Today you will find Oxford Dictionaries powering a huge range of technology, apps, and digital services.
Our world-renowned dictionary data powers search engines, provides definitions in e-readers, and makes possible predictive text and language-learning software. We use cutting-edge technology to integrate, optimize, and link our rich language data, working with partners across the world of technology to create the most flexible and reliable platforms and processes.
Rich, detailed, versatile data
We have comprehensive dictionary datasets in many different languages, from global languages such as English and Chinese to regional languages such as isiZulu and Malay. These datasets go far beyond simply giving the definitions of words: they include information about levels of formality, regional variations, example sentences, audio pronunciations, and more.
The dictionary technology team
We have a top-flight team of data engineers, software developers, data architects, computational linguists, and other technical specialists. Together, they make sure our data conforms to standard data models and that it’s reliable, flexible, and interlinked, so that it can easily be used on any platform.
Technical innovation and the Oxford English Dictionary (OED)
Oxford Dictionaries has a long history of technical innovation. In the 1980s, the Oxford English Dictionary (OED) was one of the first major reference projects to be fully digitized. It was published on CD-ROM in 1992, and a fully-searchable prototype website was built as early as 1994. In March 2000, oed.com became the first major national, historical dictionary to be published online.

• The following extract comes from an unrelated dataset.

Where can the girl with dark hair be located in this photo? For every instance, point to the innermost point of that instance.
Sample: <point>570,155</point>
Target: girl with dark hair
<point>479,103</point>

The OED now comprises a series of rich, interlinked datasets covering semantics, etymology, pronunciation, orthography, and frequency across the history of English, as well as large corpora of primary linguistic evidence. This makes the OED increasingly versatile, not only as a dictionary but as a data resource for use in applications and research.
Language data today
We mine huge amounts of text from the web and compile them into corpora. Language processing techniques, machine learning methods, and data analytics are used to update and enhance our resources, and create new ones.
The results can be used for many different, wide-ranging purposes. We build language data for digitally under-resourced languages such as Indonesian or isiZulu, for example. But we also provide technology companies with bespoke datasets such as customized wordlists, full-fledged morphology information, or word-usage frequency data.
LEAP: A powerful platform
We’ve developed an innovative new Lexical Engine and Platform (LEAP) that puts language content through a series of transformations, links the data, and houses multiple languages in a single platform. LEAP makes our data flexible and reusable, enabling anyone to explore and illustrate relationships between words, concepts, and expressions in one or more languages. Translations are accurate and reliable. For example, if you’re looking for the Spanish equivalent of the English noun ‘bat’, you will want to make sure you use the right word, whether it’s the implement used in sports such as cricket or the nocturnal mammal. LEAP makes this possible.
We work with some of the best technical partners and organizations in the world to create new and cutting edge language solutions and services. We are proud of our partners and the thinking, ideas, and enthusiasm they bring to our products and services.